Gamification of Work

What is gamification of work?  Gamification of work is generally adopting “game” dynamics and applying it to the workplace to improve motivation and engagement.  Gamification for employees promotes desired behaviors, provides a clear path of achievement, and keeps employees motivated and engaged.  There are also additional benefits to gamifying work.  Gamifying work promotes positive feedback and reinforcement of certain behaviors through use of reward systems.  In this article, we will discuss how to gamify work to improve engagement and motivation.  We will also discuss how to avoid some negative outcomes of gamification as well.

Game Mechanics and Dynamics

For every game there are rules and rewards.  The rules and rewards are basically game mechanics, the make up the parameters of how to play and progress in the games and the rewards for achievements.  Game dynamics are items such as competition, achievement, progress, and collaboration, motivation, engagement, community, etc.  Game mechanics are the basically the driving force for game dynamics, where game dynamics are the interactions among “gamers” amidst the game mechanics.  Setting up the proper game mechanics for an activity will produce better game dynamics.

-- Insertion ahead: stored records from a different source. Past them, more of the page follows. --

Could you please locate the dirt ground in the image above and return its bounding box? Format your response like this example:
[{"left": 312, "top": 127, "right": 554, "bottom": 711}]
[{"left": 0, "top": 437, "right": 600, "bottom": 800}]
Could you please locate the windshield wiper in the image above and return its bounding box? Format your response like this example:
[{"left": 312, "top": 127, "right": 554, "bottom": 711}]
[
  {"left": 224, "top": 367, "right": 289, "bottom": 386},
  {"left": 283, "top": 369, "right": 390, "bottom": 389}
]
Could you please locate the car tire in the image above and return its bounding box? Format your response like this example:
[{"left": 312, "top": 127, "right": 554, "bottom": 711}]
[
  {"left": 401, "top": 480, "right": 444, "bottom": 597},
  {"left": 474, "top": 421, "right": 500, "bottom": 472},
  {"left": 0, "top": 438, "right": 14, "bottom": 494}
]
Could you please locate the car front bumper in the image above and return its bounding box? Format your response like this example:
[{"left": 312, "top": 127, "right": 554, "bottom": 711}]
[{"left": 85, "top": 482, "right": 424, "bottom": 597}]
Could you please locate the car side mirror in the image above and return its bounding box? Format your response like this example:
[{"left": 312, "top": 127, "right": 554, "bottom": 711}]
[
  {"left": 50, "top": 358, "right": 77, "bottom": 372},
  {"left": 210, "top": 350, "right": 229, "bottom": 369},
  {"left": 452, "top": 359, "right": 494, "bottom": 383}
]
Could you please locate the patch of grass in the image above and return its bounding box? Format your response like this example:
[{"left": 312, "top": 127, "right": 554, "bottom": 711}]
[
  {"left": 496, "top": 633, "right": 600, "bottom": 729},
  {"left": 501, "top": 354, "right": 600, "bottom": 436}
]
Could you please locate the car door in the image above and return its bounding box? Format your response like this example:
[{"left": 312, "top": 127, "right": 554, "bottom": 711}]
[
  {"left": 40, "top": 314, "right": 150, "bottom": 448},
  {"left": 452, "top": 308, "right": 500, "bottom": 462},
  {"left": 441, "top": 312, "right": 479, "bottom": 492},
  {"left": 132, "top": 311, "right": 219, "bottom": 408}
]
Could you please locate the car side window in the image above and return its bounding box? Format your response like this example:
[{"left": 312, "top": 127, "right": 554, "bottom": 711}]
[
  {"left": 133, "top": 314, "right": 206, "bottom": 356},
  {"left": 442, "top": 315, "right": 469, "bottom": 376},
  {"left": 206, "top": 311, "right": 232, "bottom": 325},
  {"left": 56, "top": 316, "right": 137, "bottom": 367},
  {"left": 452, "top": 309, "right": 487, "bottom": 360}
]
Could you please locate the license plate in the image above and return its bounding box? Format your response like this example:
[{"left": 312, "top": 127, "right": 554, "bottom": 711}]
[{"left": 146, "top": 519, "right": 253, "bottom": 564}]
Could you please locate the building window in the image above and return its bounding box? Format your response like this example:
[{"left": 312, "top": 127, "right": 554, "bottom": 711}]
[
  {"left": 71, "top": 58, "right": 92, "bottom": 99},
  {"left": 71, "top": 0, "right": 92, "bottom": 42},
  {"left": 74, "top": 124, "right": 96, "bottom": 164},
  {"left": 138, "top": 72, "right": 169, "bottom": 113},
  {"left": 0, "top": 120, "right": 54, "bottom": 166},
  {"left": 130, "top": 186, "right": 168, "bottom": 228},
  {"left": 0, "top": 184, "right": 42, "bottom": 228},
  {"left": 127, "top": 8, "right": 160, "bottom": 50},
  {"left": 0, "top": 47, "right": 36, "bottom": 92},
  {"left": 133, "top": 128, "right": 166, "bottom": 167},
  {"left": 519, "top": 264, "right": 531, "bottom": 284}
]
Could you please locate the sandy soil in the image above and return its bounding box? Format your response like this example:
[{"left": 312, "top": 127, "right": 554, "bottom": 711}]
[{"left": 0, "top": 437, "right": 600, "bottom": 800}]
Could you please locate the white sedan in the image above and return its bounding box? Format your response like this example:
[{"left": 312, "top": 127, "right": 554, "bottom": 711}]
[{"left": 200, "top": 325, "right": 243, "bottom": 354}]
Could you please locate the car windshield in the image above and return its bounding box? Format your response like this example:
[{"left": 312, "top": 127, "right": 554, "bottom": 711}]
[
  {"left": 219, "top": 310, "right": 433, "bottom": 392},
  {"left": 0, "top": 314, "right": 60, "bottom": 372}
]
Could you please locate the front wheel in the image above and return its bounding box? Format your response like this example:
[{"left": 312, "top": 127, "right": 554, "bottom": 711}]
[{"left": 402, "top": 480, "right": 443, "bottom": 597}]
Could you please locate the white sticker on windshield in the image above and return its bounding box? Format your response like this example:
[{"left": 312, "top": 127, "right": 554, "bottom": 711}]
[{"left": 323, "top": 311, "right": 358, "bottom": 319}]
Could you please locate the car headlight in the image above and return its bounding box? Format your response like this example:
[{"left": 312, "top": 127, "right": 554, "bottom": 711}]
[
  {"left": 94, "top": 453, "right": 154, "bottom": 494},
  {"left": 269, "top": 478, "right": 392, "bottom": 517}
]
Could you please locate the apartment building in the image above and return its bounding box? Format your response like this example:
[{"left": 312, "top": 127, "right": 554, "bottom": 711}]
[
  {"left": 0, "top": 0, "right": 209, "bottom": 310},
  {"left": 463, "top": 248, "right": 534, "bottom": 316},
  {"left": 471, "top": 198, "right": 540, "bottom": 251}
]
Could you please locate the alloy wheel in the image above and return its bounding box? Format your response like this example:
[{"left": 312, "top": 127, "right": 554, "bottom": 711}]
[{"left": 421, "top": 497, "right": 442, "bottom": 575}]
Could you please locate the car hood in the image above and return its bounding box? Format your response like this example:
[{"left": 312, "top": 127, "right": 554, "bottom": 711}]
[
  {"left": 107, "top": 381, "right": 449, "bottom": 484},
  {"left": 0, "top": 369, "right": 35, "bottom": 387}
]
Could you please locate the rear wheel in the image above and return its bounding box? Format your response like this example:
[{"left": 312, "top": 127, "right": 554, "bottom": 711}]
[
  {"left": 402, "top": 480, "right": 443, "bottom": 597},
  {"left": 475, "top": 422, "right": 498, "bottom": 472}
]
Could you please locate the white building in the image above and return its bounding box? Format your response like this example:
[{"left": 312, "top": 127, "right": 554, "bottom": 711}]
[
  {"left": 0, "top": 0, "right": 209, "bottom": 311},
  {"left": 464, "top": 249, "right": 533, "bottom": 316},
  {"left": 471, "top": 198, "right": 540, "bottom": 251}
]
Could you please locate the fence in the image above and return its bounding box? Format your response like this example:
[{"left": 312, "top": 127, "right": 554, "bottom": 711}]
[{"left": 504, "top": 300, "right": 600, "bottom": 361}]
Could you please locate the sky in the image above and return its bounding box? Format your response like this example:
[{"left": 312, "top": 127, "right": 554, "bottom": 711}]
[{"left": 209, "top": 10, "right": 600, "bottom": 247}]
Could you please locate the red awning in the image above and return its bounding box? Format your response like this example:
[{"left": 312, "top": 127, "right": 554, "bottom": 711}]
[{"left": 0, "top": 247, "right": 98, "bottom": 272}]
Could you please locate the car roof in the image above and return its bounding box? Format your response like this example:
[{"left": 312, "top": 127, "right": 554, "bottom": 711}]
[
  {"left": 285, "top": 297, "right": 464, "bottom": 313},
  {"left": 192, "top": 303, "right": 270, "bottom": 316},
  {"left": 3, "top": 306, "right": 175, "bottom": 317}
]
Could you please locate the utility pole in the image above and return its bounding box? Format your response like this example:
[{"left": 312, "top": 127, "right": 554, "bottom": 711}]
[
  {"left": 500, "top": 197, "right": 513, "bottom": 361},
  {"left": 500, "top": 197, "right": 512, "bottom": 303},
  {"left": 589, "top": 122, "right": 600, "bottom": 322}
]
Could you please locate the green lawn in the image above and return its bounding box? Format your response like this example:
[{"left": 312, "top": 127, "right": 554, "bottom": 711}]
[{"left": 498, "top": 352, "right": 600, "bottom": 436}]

How to Gamify an Activity?

First it is important to find activities that would be best suited for gamification, but after it is important to decide the basic “game” mechanics.  For a real world activity lets consider Deloitte’s gamified onboarding process.  Deloitte has gamified their onboarding process by creating “missions” and levels for their online learning program.  The first mission is to watch a video explaining the processes and instructions explaining how to set up their profiles.  After completing “missions” employees receive a badge for their achievements with the ability to unlock other badges as well.  Deloitte has an online learning platform that uses a unique leader board that resets weekly, that allows employees to have a chance at being the top learner.  This leader board also corresponds to the employee’s level of achievement. 

Deloitte’s onboarding and online learning platform helps motivate and promote engagement amongst their workforce with use of badges and competition.  However, it is possible to gamify any activity by setting the game mechanics.  For example, you could gamify tasks needed to be completed for achieving your OKRs.  Assign points to completed tasks and weight them on difficulty.  Define levels by outlining milestones to these tasks, and level them up based on participation, task completions, unlocking badges etc.  Create challenges at each level for employees, like master a new skill, or provide a path towards a promotion of some kind.  Using levels to track progress of well-defined achievements needed for a promotion. Use leaderboards in the right way and promote and recognized the top performers.  To achieve the best results, use the points in a way that they can be exchanged for rewards beyond badges, as a spendable reward or perk in exchange for Amazon Cards, Starbuck’s Card, etc.  (You can reward beep points (coins) via beepHR.)  Gamification is a great way to both engage and motivate employees and to incentivize activities with rewards, however there are a few pitfalls to avoid. 

Gamification gone wrong

Disney Land made an attempt to gamify their laundry services at their resorts and it was meet with some backlash.  Disney monitored production speed and displayed it on monitors with efficiency rates of each worker.  This leaderboard showed all the workers in the area, where employees were either in the “green” or in the “red” based on how fast they were completing their tasks.  While some workers made it a competition, some workers could not compete at the speeds needed to be in the green, let alone on top of the leader boards. Workers coined the leaderboard as the “electronic whip”, as some employees were worried about being penalized for not being able to keep up with other workers.  This leadership board also become a bit of a wall of shame for under performing workers, some of which were pregnant or not in good health.  There was no reward attached to the performance or points awarded for performing better than others, rather it was used as negative feedback. 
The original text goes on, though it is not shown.